GEOADD water_0 53.464 0.078 “School 1”

As with memcache, all values are added against a specified key. In our case, we wanted a key per experiment, per zoom level. So for the example above, the key would be “water_0” (water experiment at zoom level 0). We provide lat/long values and the item to be added against the key. This can be a single item or a number of items can be added at once.


To retrieve data from Redis, we can use the GEORADIUS function. This is a particularly useful one:

GEORADIUS water_0 53.464 0.078 100 mi

So here, we call GEORADIUS with a key (same kay as previous), a lat long value and a radius value (in this case, 100 miles). The function queries the key using the lat/long values as a center point. It will then retrieve all data from the key within the given radius. So this query will retrieve all data within a 100 mile radius of lat/long value of 53.464/0.078.
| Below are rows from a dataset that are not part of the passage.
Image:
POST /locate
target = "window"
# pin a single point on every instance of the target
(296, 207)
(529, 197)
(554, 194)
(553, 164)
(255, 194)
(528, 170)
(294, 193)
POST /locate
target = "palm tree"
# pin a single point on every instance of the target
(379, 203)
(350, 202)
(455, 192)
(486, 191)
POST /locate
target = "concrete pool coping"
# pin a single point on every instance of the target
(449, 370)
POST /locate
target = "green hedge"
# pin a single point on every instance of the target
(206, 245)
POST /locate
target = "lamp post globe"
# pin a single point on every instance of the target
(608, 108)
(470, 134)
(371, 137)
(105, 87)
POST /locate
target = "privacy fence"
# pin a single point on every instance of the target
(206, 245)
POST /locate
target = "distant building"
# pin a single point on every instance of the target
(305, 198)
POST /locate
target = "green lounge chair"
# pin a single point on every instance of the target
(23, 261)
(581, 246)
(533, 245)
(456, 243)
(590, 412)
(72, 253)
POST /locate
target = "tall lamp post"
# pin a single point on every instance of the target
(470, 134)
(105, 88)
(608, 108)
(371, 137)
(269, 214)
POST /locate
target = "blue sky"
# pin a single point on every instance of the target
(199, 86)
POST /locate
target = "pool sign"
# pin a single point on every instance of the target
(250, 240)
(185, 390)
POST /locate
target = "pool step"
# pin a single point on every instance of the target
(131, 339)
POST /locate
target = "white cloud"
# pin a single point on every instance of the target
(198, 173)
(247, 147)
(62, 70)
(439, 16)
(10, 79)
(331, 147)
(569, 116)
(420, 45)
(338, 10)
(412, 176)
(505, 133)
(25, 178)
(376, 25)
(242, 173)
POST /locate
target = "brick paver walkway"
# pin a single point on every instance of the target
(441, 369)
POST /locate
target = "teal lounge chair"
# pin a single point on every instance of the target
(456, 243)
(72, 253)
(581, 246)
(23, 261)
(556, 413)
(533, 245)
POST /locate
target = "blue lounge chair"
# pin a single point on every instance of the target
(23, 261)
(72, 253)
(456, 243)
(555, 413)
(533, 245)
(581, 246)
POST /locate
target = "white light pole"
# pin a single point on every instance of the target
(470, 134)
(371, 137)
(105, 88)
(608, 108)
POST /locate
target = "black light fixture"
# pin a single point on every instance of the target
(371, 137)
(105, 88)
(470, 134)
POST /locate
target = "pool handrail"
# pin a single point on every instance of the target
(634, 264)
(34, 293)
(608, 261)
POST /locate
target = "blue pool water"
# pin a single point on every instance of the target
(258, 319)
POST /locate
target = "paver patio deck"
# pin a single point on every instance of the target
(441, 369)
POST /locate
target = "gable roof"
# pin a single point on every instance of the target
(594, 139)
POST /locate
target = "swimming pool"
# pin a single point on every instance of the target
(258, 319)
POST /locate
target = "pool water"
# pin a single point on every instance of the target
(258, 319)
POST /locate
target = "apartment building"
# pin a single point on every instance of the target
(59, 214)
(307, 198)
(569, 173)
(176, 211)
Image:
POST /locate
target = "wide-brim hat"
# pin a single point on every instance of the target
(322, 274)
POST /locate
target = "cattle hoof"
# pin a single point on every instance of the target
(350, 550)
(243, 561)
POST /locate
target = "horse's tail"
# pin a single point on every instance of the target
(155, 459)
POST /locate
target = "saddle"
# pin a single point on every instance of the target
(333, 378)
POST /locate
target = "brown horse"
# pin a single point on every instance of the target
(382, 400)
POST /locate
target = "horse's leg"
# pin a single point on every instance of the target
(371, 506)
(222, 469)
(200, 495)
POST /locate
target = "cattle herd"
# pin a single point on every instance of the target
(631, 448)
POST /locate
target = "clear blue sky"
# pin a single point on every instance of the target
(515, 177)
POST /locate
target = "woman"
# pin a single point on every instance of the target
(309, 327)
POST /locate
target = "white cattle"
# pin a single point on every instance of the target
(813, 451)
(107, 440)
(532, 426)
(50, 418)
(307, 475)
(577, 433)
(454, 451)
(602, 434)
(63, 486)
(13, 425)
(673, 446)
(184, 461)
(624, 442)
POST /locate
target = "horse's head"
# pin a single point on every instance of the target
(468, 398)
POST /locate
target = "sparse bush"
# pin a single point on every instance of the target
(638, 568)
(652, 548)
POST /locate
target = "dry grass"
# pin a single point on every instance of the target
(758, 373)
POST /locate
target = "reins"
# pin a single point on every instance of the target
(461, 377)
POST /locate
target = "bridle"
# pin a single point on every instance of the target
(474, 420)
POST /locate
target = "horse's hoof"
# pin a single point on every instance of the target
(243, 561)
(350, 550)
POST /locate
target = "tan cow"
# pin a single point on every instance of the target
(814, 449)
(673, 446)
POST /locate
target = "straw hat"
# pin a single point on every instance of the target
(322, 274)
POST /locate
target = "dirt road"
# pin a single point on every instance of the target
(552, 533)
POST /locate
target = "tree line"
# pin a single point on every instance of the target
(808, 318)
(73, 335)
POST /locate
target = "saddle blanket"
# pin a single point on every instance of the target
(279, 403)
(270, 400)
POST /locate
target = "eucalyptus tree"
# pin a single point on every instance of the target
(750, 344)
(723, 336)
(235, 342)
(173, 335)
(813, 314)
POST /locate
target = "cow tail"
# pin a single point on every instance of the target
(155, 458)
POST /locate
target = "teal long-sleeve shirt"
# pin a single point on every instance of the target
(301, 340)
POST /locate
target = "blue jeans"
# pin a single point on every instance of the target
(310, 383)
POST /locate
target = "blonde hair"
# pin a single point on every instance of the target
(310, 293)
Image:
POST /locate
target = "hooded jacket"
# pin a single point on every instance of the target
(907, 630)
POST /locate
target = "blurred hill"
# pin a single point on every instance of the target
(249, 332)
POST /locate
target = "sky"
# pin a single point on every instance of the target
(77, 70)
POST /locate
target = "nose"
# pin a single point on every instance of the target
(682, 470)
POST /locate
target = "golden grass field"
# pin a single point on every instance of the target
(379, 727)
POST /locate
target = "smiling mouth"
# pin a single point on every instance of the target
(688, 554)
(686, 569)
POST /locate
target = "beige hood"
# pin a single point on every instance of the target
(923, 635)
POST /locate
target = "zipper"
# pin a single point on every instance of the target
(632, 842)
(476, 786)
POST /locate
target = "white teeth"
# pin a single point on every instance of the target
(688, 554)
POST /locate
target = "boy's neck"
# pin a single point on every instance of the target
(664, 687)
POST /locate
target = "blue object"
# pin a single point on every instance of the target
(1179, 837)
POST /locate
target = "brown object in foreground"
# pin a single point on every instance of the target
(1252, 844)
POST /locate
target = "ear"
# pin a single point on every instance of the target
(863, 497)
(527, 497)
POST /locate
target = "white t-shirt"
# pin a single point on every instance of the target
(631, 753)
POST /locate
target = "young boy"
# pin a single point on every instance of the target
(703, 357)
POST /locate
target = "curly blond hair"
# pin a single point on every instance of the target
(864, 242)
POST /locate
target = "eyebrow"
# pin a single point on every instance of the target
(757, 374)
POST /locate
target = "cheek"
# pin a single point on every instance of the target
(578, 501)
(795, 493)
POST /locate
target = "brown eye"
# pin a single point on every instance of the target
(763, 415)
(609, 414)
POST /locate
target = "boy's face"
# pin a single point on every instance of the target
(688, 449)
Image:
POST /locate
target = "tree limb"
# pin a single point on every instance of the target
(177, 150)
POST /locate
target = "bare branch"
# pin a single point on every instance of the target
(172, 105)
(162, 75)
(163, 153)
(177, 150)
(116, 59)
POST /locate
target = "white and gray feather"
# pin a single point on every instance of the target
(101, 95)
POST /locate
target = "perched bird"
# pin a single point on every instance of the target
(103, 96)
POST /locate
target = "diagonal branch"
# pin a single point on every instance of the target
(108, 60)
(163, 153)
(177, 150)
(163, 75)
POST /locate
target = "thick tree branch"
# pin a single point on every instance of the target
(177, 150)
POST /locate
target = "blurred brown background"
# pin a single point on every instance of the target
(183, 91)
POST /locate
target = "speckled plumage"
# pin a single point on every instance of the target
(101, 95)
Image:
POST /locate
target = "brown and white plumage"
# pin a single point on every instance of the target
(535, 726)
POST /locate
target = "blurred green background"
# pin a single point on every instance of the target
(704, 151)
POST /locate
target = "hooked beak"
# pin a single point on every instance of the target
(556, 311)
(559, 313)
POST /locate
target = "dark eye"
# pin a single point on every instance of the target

There’s plenty more that Redis has to offer in terms of geospatial functionality so I’d advise you check it out if this kind of thing interests you.


Of course, there were several other things involved in putting Terrific Scientific together but hopefully this article has highlighted a few of the main technical challenges we ran into and how we attempted to overcome them. If maps are your thing, I’d highly recommend you check out OpenLayers, it’s really straightforward to get up and running with some simple maps and there are some great demo apps online. I’d also recommend you checking out Redis if you’re not already familiar with it as there are loads of useful features just waiting to help you improve your apps.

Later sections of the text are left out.